After eons of development, humanity's progress from knowledge unto intelligence happened almost overnight in historical terms with the formation of civilizations in the three or four centuries on either side of 3000 BC. Twenty-five hundred years later, in the two or three centuries on each side of 500 BC, love/wisdom manifested with the morality and spirituality taught by the great prophets of the age, principally Zoroaster, the Buddha, Confucius, and Socrates. Each separately in their flung corners of Eurasia preached a version of the Golden Rule and a concept of the "Way." This was Karl Jasper's first Axial Age.
Out of this age emerged, in time, four major civilizations with their great defining religions--Confucian China, Hindu India, the Muslim Middle East, and the Christian West. Historians have long recognized that the only way to think about the people of the world as a whole is in terms of civilizations. It has been the interactions of these four major civilizations over the past nine hundred years that have carved out where we are today. Accounting for up to 85 percent of the world's population, to know their story, even in relief, is to know the world.
Another twenty-five hundred years later, we are in the midst of a second Axial Age that has to do with will/power which relates, in terms of our civilizations, to governance. Our Axial Age's essential expression has been the historically sudden emergence of republics worldwide over the last two hundred years or so.
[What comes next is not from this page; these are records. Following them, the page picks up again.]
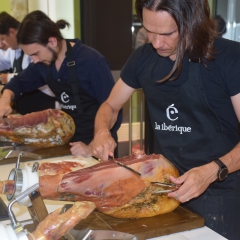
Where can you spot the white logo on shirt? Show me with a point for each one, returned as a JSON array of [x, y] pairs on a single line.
[[171, 112], [64, 97]]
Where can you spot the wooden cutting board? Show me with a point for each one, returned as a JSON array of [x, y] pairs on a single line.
[[181, 219], [58, 151]]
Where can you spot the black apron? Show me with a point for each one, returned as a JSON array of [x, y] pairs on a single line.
[[189, 134], [75, 101], [31, 101]]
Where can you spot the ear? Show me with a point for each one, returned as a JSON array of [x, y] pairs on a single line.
[[52, 42], [12, 31]]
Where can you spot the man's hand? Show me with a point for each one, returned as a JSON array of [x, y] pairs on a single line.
[[80, 149], [5, 106], [4, 78], [194, 182], [103, 145]]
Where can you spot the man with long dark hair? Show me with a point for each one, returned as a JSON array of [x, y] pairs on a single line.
[[78, 75], [191, 81]]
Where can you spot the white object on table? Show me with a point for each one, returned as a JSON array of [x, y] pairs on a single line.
[[22, 213]]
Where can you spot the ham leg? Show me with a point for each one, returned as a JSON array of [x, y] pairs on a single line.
[[55, 225], [115, 190], [42, 129]]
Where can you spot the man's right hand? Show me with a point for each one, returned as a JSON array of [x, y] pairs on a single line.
[[103, 145], [5, 106]]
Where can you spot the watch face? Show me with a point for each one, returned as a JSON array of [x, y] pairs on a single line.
[[223, 174]]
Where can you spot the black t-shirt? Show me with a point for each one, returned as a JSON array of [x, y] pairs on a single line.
[[221, 78]]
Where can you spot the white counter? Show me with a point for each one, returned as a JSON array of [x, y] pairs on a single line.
[[22, 214]]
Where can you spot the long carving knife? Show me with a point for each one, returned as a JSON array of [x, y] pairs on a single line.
[[125, 166]]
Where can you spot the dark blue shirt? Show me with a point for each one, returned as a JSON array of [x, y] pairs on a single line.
[[220, 79], [92, 71]]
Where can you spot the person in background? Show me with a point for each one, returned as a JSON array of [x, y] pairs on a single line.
[[78, 75], [141, 38], [37, 100], [5, 64], [191, 82], [221, 25]]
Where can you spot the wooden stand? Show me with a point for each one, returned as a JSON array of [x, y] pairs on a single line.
[[37, 211]]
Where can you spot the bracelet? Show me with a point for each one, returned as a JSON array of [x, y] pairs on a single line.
[[102, 131], [10, 98], [31, 235]]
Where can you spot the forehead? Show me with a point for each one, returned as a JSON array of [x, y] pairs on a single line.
[[3, 36], [158, 22], [32, 48]]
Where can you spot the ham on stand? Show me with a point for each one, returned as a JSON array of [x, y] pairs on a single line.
[[42, 129], [114, 190]]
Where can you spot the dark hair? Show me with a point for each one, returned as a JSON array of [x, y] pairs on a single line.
[[197, 30], [37, 27], [221, 25], [6, 22]]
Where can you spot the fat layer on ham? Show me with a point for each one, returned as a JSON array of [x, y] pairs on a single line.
[[114, 190], [55, 225], [42, 129]]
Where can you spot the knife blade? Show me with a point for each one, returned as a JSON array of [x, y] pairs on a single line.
[[125, 166]]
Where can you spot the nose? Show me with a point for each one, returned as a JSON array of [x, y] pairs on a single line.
[[157, 41], [35, 59]]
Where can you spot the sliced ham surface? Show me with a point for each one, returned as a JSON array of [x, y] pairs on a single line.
[[112, 187], [42, 129], [114, 190]]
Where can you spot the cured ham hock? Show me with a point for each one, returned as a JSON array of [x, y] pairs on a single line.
[[114, 190], [42, 129], [55, 225]]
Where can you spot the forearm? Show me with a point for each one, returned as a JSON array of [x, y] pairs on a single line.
[[7, 96], [105, 118], [232, 159]]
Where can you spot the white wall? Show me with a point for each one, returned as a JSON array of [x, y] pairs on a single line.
[[56, 9]]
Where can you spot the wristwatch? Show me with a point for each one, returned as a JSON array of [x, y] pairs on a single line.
[[223, 170]]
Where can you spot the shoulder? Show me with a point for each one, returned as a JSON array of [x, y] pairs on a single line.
[[226, 48]]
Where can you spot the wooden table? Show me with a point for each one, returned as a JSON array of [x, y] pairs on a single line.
[[181, 219]]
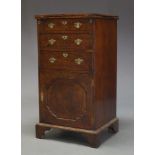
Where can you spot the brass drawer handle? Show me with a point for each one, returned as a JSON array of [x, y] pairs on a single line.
[[65, 37], [78, 61], [52, 60], [51, 25], [77, 25], [51, 41], [78, 41], [64, 22], [65, 55]]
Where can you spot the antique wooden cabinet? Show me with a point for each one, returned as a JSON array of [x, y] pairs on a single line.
[[77, 74]]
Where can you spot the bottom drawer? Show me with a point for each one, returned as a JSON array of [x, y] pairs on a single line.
[[66, 99], [66, 60]]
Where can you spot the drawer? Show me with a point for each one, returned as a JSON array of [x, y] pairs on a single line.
[[52, 25], [66, 60], [66, 41]]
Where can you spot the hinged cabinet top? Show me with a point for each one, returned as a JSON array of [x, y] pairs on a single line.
[[104, 16]]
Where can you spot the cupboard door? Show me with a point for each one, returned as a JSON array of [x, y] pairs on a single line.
[[65, 99]]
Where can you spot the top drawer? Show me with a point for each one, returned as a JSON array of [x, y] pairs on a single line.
[[53, 25]]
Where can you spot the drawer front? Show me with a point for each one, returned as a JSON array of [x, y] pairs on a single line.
[[66, 60], [52, 25], [66, 41]]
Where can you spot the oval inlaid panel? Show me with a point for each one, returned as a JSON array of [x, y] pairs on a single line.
[[66, 99]]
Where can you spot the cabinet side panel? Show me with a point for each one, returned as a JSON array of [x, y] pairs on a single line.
[[105, 71]]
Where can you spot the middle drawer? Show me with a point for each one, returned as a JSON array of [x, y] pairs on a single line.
[[65, 41], [75, 61]]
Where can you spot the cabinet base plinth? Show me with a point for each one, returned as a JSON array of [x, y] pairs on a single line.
[[93, 137]]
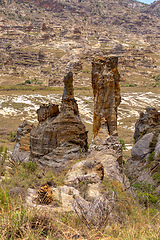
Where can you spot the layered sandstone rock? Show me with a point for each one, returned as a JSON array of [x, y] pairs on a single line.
[[106, 147], [106, 91], [60, 136], [47, 111]]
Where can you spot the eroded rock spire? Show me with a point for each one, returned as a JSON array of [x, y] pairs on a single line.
[[106, 91]]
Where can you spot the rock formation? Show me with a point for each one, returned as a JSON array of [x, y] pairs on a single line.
[[144, 165], [106, 148], [106, 91], [147, 120], [21, 150], [59, 136]]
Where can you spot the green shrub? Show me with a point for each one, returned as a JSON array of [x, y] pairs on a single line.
[[30, 166], [122, 143], [151, 156]]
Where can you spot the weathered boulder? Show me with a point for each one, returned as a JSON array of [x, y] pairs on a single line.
[[144, 164], [47, 111], [146, 121], [85, 170], [21, 150], [62, 134], [141, 148], [106, 91]]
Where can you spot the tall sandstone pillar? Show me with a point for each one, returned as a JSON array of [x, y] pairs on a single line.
[[106, 91]]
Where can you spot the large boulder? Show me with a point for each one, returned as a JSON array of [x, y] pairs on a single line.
[[144, 165]]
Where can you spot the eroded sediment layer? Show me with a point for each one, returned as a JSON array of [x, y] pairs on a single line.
[[106, 91]]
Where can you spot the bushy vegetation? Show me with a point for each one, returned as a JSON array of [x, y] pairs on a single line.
[[129, 220]]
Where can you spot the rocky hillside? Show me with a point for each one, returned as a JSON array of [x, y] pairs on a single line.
[[40, 41]]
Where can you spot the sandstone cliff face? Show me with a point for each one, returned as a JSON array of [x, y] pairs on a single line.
[[106, 91], [106, 147], [59, 136]]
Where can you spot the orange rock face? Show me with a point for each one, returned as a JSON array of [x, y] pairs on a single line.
[[106, 91], [59, 135], [47, 111]]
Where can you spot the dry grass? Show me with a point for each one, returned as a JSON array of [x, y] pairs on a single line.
[[20, 222]]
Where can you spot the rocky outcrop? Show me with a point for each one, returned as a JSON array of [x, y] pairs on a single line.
[[144, 165], [106, 91], [141, 149], [147, 121], [106, 151], [21, 150], [47, 111], [59, 137]]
In 1800 there was only one genuine republic in the world. In just two brief centuries, 85 percent of the members of the United Nations are republics or at least feel compelled to call themselves republics. The progression is not precise, but regular as is human evolvement.
After setting the stage, our story pieces together how all this came to be over these many centuries by using colorful vignettes and memorable, innovative interpretations of periods of time. The penultimate chapter notes numerous very curious harmonies of history and interprets them consistent with Carl Jung's "meaningful coincidences" in his Theory of Synchronicity. The last chapter assesses where we are today, offers suggestions including a crucial one in accord with Immanuel Kant's essay, To Perpetual Peace, and looks to the future given our progression.
About the Author: Kent Augustson graduated with honors from the University of California, Santa Barbara and was accepted into UCLA's PhD program in history. After earning his MA, he was drawn to the political center of the modern world when competitively chosen for an executive intern position with the federal government. A facility with numbers as well as words led to high positions in Washington, DC, responsible for multi-million dollar aspects of the federal budget that featured preparing for and participating in convincing defenses before the White House OMB and the Congress.